EU Economics

Kenya is doomed either way the European Union trade deal goes

Kenya Horticultural Exporters workers pack groceries for export. [PHOTO: DAVID GICHURU/STANDARD]

Kenya could lose more than Sh11 billion annually by signing into the contentious trade agreement with Europe, in new projections made by regional civil societies. Estimates of impact of signing up to the Economic Partnership Agreement — which Tanzania has rejected— would disproportionately hurt Kenya based on a past study published by the United Nations’ Economic Commission for Africa.

A statement issued by 14 regional organisations indicates that the total projected revenue losses to the East Africa Community is about Sh16.4 billion, two-thirds potentially borne by Kenya. In the rather surprising finding, however, Kenya would still be the biggest loser at an estimated Sh7.2 billion if the trade deal falls through.

“This revenue shortfall is due to the fact that the EAC has committed to liberalise 82.6 per cent of all its imports from the EU by 2033,” reads a research paper published by the ECA cited by the societies.

Among the organisations represented in the lobby opposed to the EPA include the Southern and Eastern African Trade, Information and Negotiations Institute (SEATINI) branches of Kenya and Uganda, and the Kenya Human Rights Commission.

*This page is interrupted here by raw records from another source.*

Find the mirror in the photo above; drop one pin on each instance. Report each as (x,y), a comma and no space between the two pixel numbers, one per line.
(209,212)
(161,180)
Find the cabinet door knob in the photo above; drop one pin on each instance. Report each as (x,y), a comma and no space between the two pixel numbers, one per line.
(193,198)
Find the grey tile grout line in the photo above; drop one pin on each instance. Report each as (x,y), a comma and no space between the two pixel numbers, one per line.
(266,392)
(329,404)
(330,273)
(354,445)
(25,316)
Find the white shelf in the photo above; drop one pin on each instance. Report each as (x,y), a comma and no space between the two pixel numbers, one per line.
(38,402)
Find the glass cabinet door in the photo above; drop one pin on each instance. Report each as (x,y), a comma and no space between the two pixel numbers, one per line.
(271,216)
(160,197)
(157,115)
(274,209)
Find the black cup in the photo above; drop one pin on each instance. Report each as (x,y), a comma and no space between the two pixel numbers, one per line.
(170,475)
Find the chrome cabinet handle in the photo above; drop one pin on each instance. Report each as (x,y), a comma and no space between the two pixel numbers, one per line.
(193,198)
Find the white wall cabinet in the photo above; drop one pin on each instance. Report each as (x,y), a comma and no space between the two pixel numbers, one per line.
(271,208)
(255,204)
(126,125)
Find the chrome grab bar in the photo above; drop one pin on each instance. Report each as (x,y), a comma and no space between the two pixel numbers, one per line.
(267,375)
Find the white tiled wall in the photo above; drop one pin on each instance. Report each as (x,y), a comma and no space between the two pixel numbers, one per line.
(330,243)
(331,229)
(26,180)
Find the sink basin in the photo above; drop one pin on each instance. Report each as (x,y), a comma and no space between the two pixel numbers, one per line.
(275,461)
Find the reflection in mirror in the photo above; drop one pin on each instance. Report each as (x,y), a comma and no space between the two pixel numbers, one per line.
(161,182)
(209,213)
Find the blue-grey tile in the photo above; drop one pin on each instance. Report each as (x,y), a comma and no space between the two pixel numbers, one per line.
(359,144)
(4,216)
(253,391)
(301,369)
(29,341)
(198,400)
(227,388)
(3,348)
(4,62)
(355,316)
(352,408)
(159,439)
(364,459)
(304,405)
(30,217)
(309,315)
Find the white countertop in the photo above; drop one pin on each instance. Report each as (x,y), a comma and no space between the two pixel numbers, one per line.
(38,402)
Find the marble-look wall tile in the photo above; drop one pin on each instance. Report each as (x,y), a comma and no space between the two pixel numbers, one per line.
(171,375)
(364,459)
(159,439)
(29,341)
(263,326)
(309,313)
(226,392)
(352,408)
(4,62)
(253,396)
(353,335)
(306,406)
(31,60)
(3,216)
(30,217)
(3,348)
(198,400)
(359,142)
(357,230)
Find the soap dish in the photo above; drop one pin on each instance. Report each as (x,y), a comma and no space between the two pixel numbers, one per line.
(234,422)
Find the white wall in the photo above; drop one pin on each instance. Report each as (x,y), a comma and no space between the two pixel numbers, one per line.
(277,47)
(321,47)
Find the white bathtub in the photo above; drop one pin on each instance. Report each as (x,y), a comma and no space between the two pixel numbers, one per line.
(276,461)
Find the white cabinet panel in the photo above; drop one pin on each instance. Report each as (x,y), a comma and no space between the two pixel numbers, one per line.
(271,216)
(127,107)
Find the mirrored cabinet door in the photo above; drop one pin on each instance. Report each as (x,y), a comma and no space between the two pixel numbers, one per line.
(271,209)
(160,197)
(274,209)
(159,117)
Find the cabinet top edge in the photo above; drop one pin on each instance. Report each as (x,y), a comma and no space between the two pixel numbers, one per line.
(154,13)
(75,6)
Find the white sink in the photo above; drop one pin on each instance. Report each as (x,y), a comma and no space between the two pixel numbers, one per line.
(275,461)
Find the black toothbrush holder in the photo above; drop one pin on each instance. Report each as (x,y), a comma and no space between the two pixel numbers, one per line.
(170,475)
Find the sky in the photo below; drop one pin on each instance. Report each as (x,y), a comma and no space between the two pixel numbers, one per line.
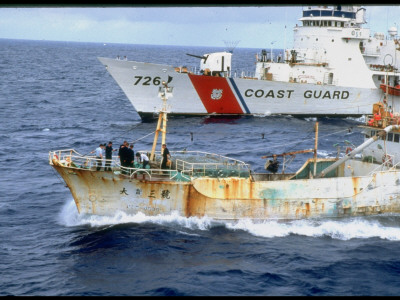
(246,26)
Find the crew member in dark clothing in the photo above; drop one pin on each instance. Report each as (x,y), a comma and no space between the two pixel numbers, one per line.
(109,151)
(131,156)
(124,155)
(166,156)
(120,151)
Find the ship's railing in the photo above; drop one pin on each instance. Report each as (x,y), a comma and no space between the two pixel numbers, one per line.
(185,164)
(383,121)
(197,163)
(72,158)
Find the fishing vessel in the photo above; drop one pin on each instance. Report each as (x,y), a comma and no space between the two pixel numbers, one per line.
(199,184)
(334,68)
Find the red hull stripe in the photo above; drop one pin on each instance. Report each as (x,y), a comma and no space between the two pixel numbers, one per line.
(216,94)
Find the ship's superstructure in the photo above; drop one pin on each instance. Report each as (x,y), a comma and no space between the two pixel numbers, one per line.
(334,68)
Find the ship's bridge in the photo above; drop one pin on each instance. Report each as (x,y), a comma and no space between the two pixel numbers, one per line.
(323,16)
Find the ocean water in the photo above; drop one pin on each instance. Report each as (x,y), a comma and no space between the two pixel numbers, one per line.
(57,95)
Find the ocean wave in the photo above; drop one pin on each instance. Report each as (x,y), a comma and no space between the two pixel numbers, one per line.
(341,229)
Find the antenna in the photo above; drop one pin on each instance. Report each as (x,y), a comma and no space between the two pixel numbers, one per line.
(231,45)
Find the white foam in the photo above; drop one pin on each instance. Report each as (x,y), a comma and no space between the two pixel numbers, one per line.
(69,217)
(312,119)
(341,229)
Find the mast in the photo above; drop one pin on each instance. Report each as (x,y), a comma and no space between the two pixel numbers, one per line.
(164,92)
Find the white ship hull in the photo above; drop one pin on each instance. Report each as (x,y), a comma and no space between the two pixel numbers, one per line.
(198,94)
(335,68)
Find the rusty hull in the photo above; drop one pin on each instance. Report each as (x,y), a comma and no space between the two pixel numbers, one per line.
(104,193)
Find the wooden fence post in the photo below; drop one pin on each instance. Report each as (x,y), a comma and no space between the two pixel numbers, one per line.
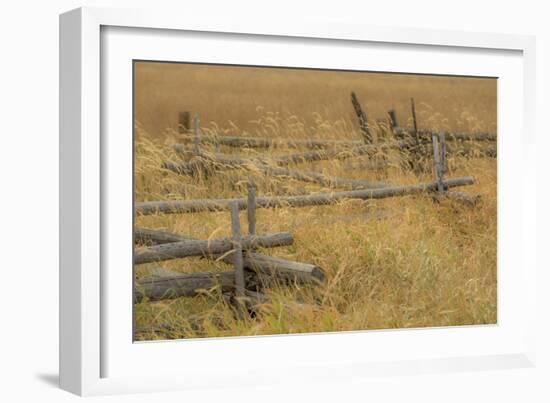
(184,119)
(251,208)
(415,124)
(393,119)
(443,147)
(237,257)
(196,134)
(362,116)
(437,164)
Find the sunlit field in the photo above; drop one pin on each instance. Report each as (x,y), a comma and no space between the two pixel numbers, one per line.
(419,260)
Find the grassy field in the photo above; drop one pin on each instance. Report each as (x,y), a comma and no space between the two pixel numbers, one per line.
(392,263)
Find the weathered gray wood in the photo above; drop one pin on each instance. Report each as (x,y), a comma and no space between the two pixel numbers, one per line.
(187,248)
(260,142)
(362,117)
(221,161)
(196,142)
(320,155)
(237,250)
(283,268)
(183,122)
(464,198)
(437,163)
(323,180)
(415,124)
(443,148)
(183,284)
(151,236)
(401,132)
(193,206)
(251,208)
(393,118)
(174,285)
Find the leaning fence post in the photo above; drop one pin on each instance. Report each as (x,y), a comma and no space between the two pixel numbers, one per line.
(415,125)
(238,255)
(183,122)
(196,138)
(251,208)
(443,147)
(437,163)
(393,119)
(362,117)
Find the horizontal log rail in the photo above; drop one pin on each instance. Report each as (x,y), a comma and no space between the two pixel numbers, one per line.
(184,284)
(263,142)
(151,236)
(221,161)
(188,248)
(310,156)
(401,132)
(194,206)
(282,268)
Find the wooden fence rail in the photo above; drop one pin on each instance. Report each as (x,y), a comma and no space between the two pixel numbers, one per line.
(260,142)
(282,268)
(401,132)
(223,162)
(194,206)
(206,248)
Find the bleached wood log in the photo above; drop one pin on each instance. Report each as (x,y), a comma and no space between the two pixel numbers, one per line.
(401,132)
(283,268)
(187,248)
(261,142)
(183,284)
(151,236)
(193,206)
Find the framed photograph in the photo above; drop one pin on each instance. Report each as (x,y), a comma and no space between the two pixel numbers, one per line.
(319,200)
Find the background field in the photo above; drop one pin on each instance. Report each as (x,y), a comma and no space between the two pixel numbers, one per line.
(401,262)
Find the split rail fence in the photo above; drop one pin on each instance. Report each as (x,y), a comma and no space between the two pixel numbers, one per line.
(252,271)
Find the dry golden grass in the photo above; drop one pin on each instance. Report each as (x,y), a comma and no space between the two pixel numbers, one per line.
(391,263)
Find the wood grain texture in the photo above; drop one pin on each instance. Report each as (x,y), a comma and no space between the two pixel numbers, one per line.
(187,248)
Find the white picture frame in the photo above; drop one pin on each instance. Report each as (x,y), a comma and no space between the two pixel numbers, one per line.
(85,343)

“This revenue shortfall has serious implications on the EAC partner states’ ability to domestically mobilise resources for their development that their reliance on aid will continue which will increase their indebtedness,” the report reads further.

Under the protracted trade deal that has already caused widespread panic in Kenya, the EU would be granted unlimited market access to Kenya— considered a developing economy— in the next 25 years. Should the negotiations within the EAC with the EU flop, as is likely after Tanzania’s exit, Kenyan exports to the EU will beginning October 1 attract taxes of between 8 and 12 per cent.

It is expected that the taxes will hurt Kenyan exports by making them uncompetitive, while the other option is a cumulative discount to buyers worth Sh600 million a month to be at par with the other sellers.

Poorer nations

As such, benefits of signing up for the trade pact are estimated at Sh7.2 billion a year, working from the  taxes payable on Kenyan exports to the EU. Should the calculations be accurate, Kenya is doomed whether the EPA is signed (Sh11 billion in losses) compared to a smaller loss of Sh7.2 billion should the deal stand.

The estimates are based on a two-week period in 2014 when the EU slapped Kenyan exports, including cut flowers, with the taxes, forcing President Uhuru Kenyatta to soften his stand and  sign up to the pact. Cries from exporters in the 15-day window prompted an urgent meeting in EU headquarters in Brussels, Belgium where senior officials from the region were prevailed upon to enter the agreement.

But unlike all the other EAC members that are ranked as Least Developed Countries, Kenya is classified as a developing economy and has until September 1 to enjoy preferential market access in the EU — a preserve of the poorer nations, including Tanzania.

It was anticipated that the five-member states would append their approvals of the EPA by Monday next week, at the start of the United Nations Conference on Trade and Development meeting in Nairobi, before the respective Parliaments ratify the accord.

But Tanzania last week pulled out of the regional deal in a step read as malicious by Nairobi, while in essence, it does not risk any losses by staying away or booking any gains by signing up. Among the grounds that Mr Pombe Magufuli’s government is said to have cited in opting out was Brexit, citing that the original EU presented a 500 million-strong market.

After the exit of Britain, the market shrunk by more than a tenth, to inform the decision taken by Dar.